The Art Spirit by Robert Henri -- I suspect that I would have been massively impacted by this book if I'd read it five years ago, but now I have read other, better, discussions of the meaning of writing and the philosophy of aesthetics. I yawned and skimmed more than I should have, but I did read the whole thing through. Must decide on what to say to the uncle who gifted it to me.

Fingersmith by Sarah Waters -- This book was probably the most satisfying of all that I read, which is a little sad because it is fluffy lesbian historical fiction. Once I got used to the frequent and needless use of semi-colons I was engrossed. I found it as delightful a romp as the first time I read it, though I do still like Affinity better.

Right now I'm reading The Book Thief and Hard Boiled Wonderland and the End of the World. I am -- surprise, surprise -- not thrilled with either of them. Contemporary fiction is failing me, but I'm not sure what I do want. Something meaty and old and difficult? Or something lighter but still with an arresting plot? Both, probably: contemporary and fluffy for night and classic for daytimes. I am thinking of rereading a few of my favourite books from my science fiction and fantasy phase, but I'm afraid that I might hate them and feel disillusioned and sad.

I am officially taking book recommendations.

Tuesday, December 05, 2006


This is Luxembourg City, which I visited on a whim, hoping that it would be a nice respite from Paris. (Paris was beautiful but also incredibly overwhelming, and made my brain want to implode from sensory overload.) I'm very glad that I decided to go! Probably very few people go to Europe saying, "I can't wait to go to LUXEMBOURG!" but I think that it's worth a day for anyone who is bumming around for a month or two. There's not much to do, but it is fairy-tale lovely, split by these deep greeny canyons that are scattered with ruined pieces of castles. Gorgeous.

My flickr account, with a small fraction of my Europe photos, is here.

Saturday, December 02, 2006

Surfing the NaBloPoMo randmizer, I am absurdly amused by how many people posted on December first with nostalgia and regret at the end of the month, or with stories about how they woke up first thing in the morning with the immediate urge to write a blog entry. I felt exactly the same way: ten minutes before midnight I jerked awake from my sleeping-pill induced dreams, panicked because I hadn't blogged.

I still refuse to write about what I learned. But I do think that the challenge was good for me: it gave some small structure to my days. I feel a little lost without it, but I'm hoping to do something similar with writing fiction. This will be more difficult; I won't have the presence of a potential readership to keep me from cheating and skipping days. I'm trying to figure out what would be a good page count to set as my daily minimum. I can't do word count because I never type first drafts; I'm too much of a perfectionist, I always erase whatever I type and never end up getting anywhere.

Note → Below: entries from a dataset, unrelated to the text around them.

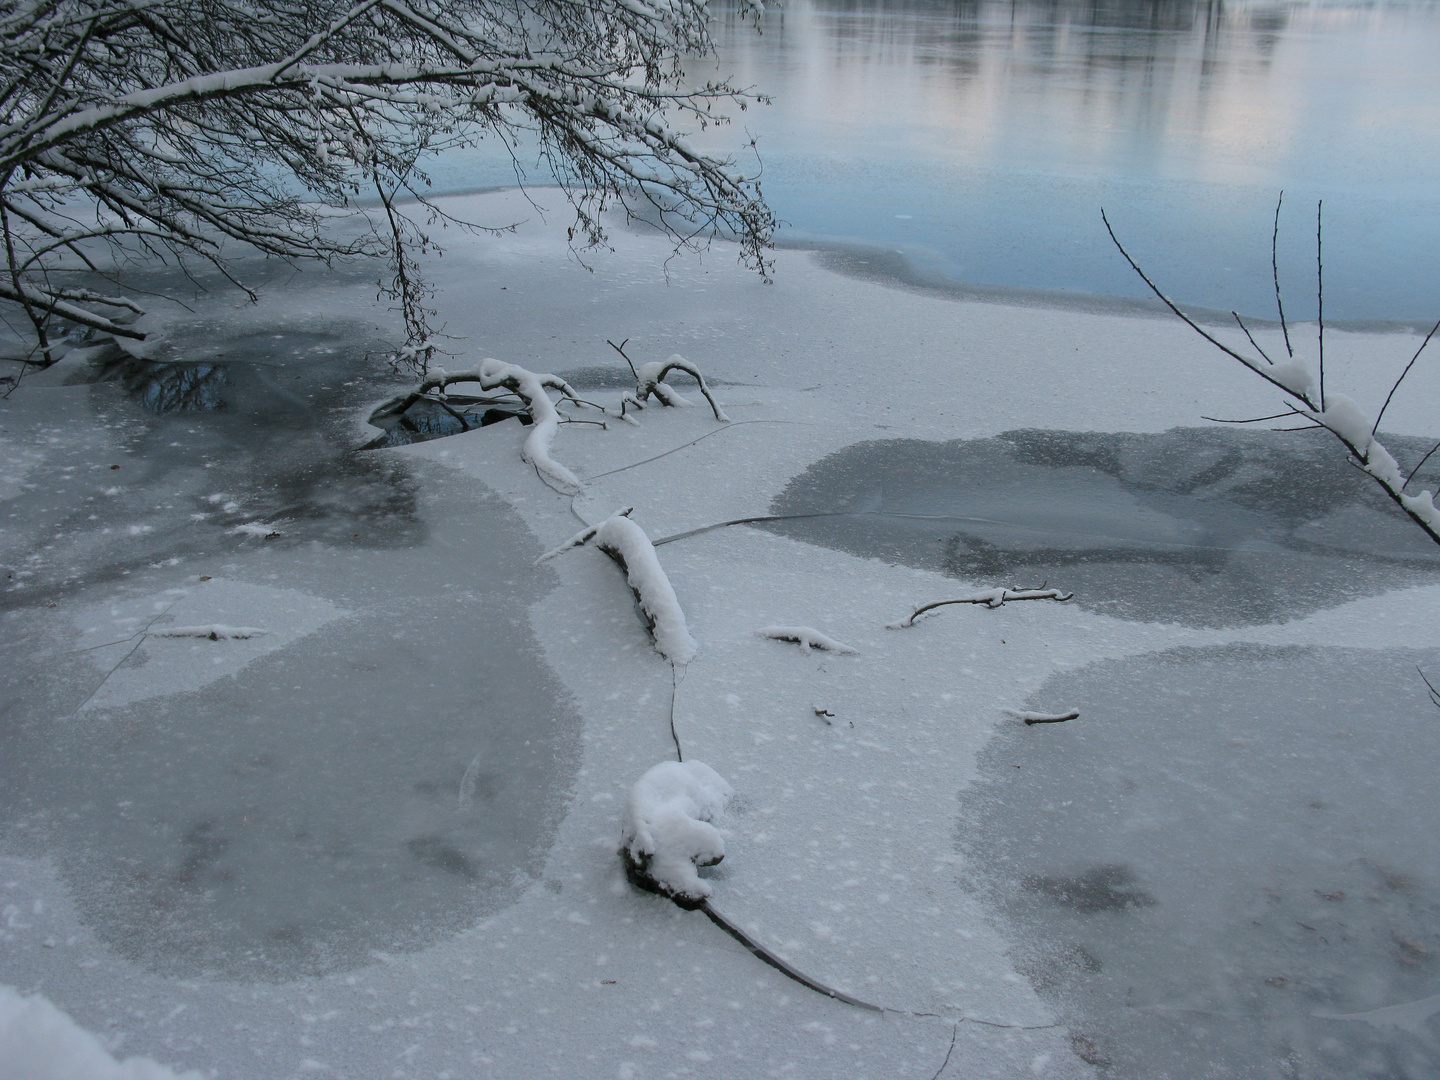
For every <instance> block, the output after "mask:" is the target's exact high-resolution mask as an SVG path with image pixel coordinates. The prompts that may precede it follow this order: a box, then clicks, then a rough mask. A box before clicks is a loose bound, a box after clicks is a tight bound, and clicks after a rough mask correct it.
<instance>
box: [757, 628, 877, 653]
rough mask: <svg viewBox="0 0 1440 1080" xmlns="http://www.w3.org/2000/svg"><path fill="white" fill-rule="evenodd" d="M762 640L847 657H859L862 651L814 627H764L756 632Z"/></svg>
mask: <svg viewBox="0 0 1440 1080" xmlns="http://www.w3.org/2000/svg"><path fill="white" fill-rule="evenodd" d="M756 634H759V635H760V636H762V638H770V639H772V641H793V642H795V644H796V645H801V647H802V648H806V649H822V651H825V652H841V654H847V655H851V657H854V655H858V654H860V649H852V648H851V647H850V645H845V644H841V642H838V641H835V639H834V638H828V636H825V635H824V634H821V632H819V631H818V629H815V628H812V626H762V628H760V629H757V631H756Z"/></svg>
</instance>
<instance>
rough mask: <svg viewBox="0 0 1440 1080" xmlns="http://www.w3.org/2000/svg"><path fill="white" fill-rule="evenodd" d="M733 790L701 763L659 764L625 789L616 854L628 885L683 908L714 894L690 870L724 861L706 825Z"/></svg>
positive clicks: (711, 834)
mask: <svg viewBox="0 0 1440 1080" xmlns="http://www.w3.org/2000/svg"><path fill="white" fill-rule="evenodd" d="M733 793H734V791H733V789H732V788H730V785H729V783H726V780H724V778H723V776H720V773H717V772H716V770H714V769H711V768H710V766H708V765H706V763H704V762H661V763H660V765H657V766H654V768H652V769H649V770H647V772H645V775H644V776H641V778H639V779H638V780H636V782H635V786H634V788H631V793H629V799H628V801H626V804H625V819H624V824H622V827H621V844H622V847H621V854H622V855H624V857H625V868H626V871H628V873H629V877H631V881H634V883H635V884H638V886H639V887H641V888H647V890H649V891H652V893H660V894H661V896H668V897H670V899H671V900H674V901H675V903H678V904H681V906H683V907H696V906H698V904H700V903H701V901H704V899H706V897H707V896H710V894H711V893H713V891H714V890H713V888H711V886H710V883H708V881H701V880H700V876H698V874H697V873H696V867H713V865H714V864H716V863H719V861H720V860H723V858H724V837H723V835H721V832H720V829H717V828H716V827H714V825H713V824H711V822H713V821H714V819H716V818H719V816H720V814H721V811H724V808H726V804H727V802H729V801H730V796H732V795H733Z"/></svg>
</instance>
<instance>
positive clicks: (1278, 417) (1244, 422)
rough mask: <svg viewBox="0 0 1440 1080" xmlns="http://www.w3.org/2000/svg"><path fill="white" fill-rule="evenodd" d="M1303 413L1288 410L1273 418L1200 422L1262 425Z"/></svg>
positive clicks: (1282, 419)
mask: <svg viewBox="0 0 1440 1080" xmlns="http://www.w3.org/2000/svg"><path fill="white" fill-rule="evenodd" d="M1303 415H1305V413H1302V412H1296V410H1295V409H1289V410H1286V412H1277V413H1274V415H1273V416H1253V418H1251V419H1248V420H1227V419H1223V418H1220V416H1201V418H1200V419H1202V420H1210V422H1212V423H1264V422H1266V420H1283V419H1287V418H1290V416H1303Z"/></svg>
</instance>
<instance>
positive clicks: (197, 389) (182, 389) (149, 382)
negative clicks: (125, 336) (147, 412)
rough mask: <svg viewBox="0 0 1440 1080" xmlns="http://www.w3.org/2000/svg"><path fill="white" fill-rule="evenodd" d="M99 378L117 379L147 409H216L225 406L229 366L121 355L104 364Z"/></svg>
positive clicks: (194, 409) (190, 410) (185, 411)
mask: <svg viewBox="0 0 1440 1080" xmlns="http://www.w3.org/2000/svg"><path fill="white" fill-rule="evenodd" d="M98 379H99V380H104V382H118V383H120V384H121V386H124V387H125V392H127V393H130V395H132V396H134V397H135V399H137V400H138V402H140V405H141V406H143V408H144V409H145V410H147V412H153V413H157V415H164V413H173V412H213V410H215V409H223V408H225V387H226V386H228V384H229V370H228V369H226V366H225V364H216V363H207V361H202V363H156V361H153V360H137V359H135V357H132V356H120V357H117V359H114V360H111V361H109V363H107V364H104V367H102V369H101V372H99V376H98Z"/></svg>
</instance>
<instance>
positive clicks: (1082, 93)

My daily whine: I had to come to work at seven am. Seven! In the morning! That's usually when I go to bed. It was very very cold and I thought for sure that I'd gotten frostbite since I couldn't bend my fingers by the time I'd arrived at the school. They're better now, but my desk is near enough to the front doors that I get waves of frigid air whenever someone comes in or out, which is pretty much every few minutes. I can't even just doze off and space out over my laptop because we're hosting the regional high school drama conference. Have I written here about how much I hate drama kids? I am horribly prejudiced against them, but it's justified. All of the ones I've encountered through work have been nasty to me. Dealing with several hundred of them makes me peevish and put-upon.

Oh, and I haven't had any coffee.

I am not equipped to deal with today.